The elevated platform will be a scissor lift. I didn’t want anything permanent or build anything. 

I forgot about portapotties. Thanks!


----------



## TWF (8 mo ago)

jre4192 said:


> Easy to follow well marked course, target sets challenging but not overly difficult (people will come back if they leave happy people that don’t score well won’t leave happy), targets set in a safe manner, plenty of distance between targets, no shots pointed in the direction where people may be, targets in decent condition, plenty of concessions good practice range to warm up on prior to starting 3d range. Elevated platforms are fun and seem like a good idea but they can be a liability issue and they definitely create a bottle neck in the course and will create back ups. There’s are just the first things that come to mind
> 
> 
> Sent from my iPhone using Tapatalk


We definitely need to spend some time working on our range. The elevated platform will be off to the side of the range. People can do it before or after the course. I don’t know how many people to expect.


----------



## TWF (8 mo ago)

CASHMONEY said:


> Advertise Advertise Advertise Tweets, Facebook groups, forums, local shops, and flyers at all area shoots leading up to it. best of Luck


We have been well on Facebook. I’m going to put up flyers in the towns within 2 hour drive. Might try radio as well.


----------



## dougmax (Jul 23, 2009)

Going with your Dino theme…we have had these in the past for the kids and we turned our Rinehart Cougar into a Sabertooth tiger with the addition of a couple long fangs….the kids recognized it right away as such. We also took a couple old deer and turned them pre-historic by replacing their antlers with “horns” (think rhino) and painting them different shades of green. The kids didn’t know what they were but thought them to be “Dino-like”.


----------



## wa-prez (Sep 9, 2006)

TWF said:


> We definitely need to spend some time working on our range. The elevated platform will be off to the side of the range. People can do it before or after the course. I don’t know how many people to expect.

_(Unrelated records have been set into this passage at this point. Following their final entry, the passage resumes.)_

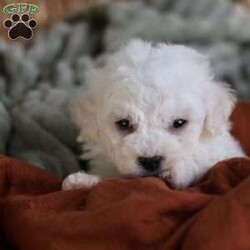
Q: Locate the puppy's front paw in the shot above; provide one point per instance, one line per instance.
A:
(79, 180)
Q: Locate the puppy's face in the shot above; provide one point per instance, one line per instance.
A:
(150, 108)
(147, 130)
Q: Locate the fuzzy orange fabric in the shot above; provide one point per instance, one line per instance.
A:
(141, 213)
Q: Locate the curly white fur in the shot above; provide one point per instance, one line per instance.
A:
(151, 86)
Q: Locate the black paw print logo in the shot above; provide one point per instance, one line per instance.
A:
(20, 26)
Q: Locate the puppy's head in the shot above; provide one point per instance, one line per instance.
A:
(150, 107)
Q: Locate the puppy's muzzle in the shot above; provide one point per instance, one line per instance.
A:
(150, 164)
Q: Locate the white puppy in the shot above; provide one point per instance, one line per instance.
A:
(153, 111)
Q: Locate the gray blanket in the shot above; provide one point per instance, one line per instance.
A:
(38, 81)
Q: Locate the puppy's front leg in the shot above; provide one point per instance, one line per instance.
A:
(79, 180)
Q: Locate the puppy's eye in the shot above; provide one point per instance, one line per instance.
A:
(179, 123)
(124, 125)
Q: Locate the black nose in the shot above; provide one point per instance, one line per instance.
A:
(150, 164)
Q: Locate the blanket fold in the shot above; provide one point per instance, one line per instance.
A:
(140, 213)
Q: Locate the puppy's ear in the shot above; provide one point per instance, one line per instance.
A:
(220, 101)
(84, 113)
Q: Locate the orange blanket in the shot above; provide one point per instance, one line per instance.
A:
(143, 213)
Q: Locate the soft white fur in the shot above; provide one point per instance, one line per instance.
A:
(152, 85)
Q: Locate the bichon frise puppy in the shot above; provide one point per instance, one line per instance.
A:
(153, 111)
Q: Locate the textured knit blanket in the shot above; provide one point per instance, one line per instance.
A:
(37, 81)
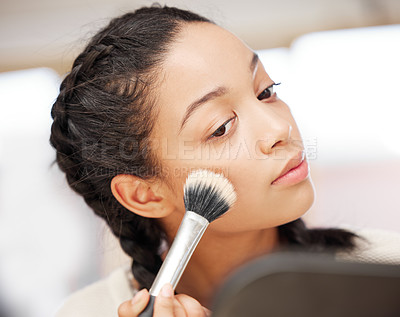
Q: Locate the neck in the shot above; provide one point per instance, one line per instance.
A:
(217, 255)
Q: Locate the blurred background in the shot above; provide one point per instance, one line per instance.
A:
(338, 62)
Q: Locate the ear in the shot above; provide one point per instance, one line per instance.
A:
(140, 196)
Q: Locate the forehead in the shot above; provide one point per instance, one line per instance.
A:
(203, 56)
(202, 47)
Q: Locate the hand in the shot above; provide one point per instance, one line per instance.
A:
(166, 305)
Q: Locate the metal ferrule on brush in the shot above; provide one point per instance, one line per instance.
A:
(188, 236)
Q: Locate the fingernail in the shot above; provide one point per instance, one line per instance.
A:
(167, 291)
(138, 297)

That answers one comment I was going to make that including an elevated platform REALLY slows down the course and causes bunching / backups because of the time required to safely get up and down. If the elevated is just an optional extra, the line will be self-controlling (if it looks too long, people will bypass it and come back later or just not do it).

Here's a photo of elevated stand that is used at Yankton SD

This one is actually big enough for 4 people to be on it at once, and tall enough to cause some cut angle. Sorry for the blurry photo, I was quite a ways away when I got a chance to take the snap.










Here's another elevated stand:


----------



## Skyydyyver (Apr 5, 2021)

Probably need a dedicated operator for the sissor lift. I know it's simple but some people have zero experience with them and that's an issue.

It's nice if you can place target so that from one spot where there is foliage or tight shots and maybe 6ft away there is a clear shot at the same target so people can choose difficulty level.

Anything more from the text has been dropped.